Quand je lance un jeu vidéo sur ma console, je dirai qu'il y a 99% de chance pour que ce dit jeu essaye de me raconter une histoire.
Le temps où les jeux se limitaient à des supports d'interaction ludique est révolu.
Désormais un jeu vidéo c'est une "expérience".
Une expérience qui englobe bon nombres de facteurs. Et l'histoire en fait partie.
L'on a jamais autant fait de liens entre le cinéma et le jeu vidéo.
Surtout dans l'industrie du AAA.
Pourtant l'histoire dans le jeu vient poser une question assez flagrante :
si je décide de lancer un jeu, le fais je pour y jouer ? Ou bien pour que l'on me raconte une histoire ?
A vouloir toujours nous conter des histoires, ne nous éloignons-nous pas de ce pourquoi on les achète à la base ? A savoir y jouer et s'y amuser ?
Cette problématique est assez récurrente en vérité, car conter une histoire ce n'est pas quelque chose d'aisé.
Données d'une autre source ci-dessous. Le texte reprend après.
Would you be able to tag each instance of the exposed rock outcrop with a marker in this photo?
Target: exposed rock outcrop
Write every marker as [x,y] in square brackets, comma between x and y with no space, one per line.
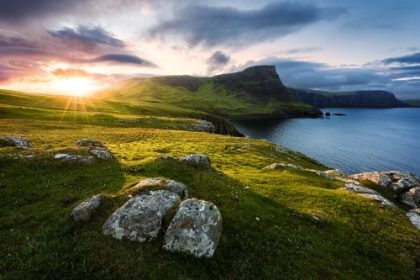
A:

Ainsi beaucoup de titres décident de stopper net leur progression.
On freine le joueur, on l'extraie de son espace d'interaction.
On le met devant des scènes de dialogues à faire défiler.
On lui fait visionner des cinématiques.
On le fait discuter avec tel ou tel pnj.
Autant d'instants qui servent à conter la dit histoire. Mais aussi autant de moments où finalement, on ne joue pas. On ne joue plus. On fait autre chose.
Peut-être lit-on ?
Peut-être regardons nous un court-métrage, un film, une série ?
Mais en tout cas, on ne joue pas.
Assez dommage, pour un média qui se prétend être un "JEU".
Comprenez-bien que je ne pourrai pas décrire ici toutes mes pistes de réflexions sur le sujet.
Néanmoins je trouvais qu'introduire cette critique de 13 Sentinels avec cette question était assez pertinent.
Pertinent, car 13 Sentinels va lui-même apporter sa propre question au débat.
A savoir :
La narration, peut-elle être divertissante ? Peut-on s'amuser avec elle ?
Et par là je n'entend pas juste apprécier une histoire divertissante, non non non.
Je parle bien de s'amuser du concept même de narration. Peut-elle être ludique ?
Car oui, des jeux qui essayent de nous raconter des histoires, il y en a pleins.
Mais des jeux où l'on s'amuse AVEC l'histoire, là, d'un coup, il y en a beaucoup moins.
13 Sentinels : Aegis Rim vient donner sa proposition de "comment s'amuser avec la narration".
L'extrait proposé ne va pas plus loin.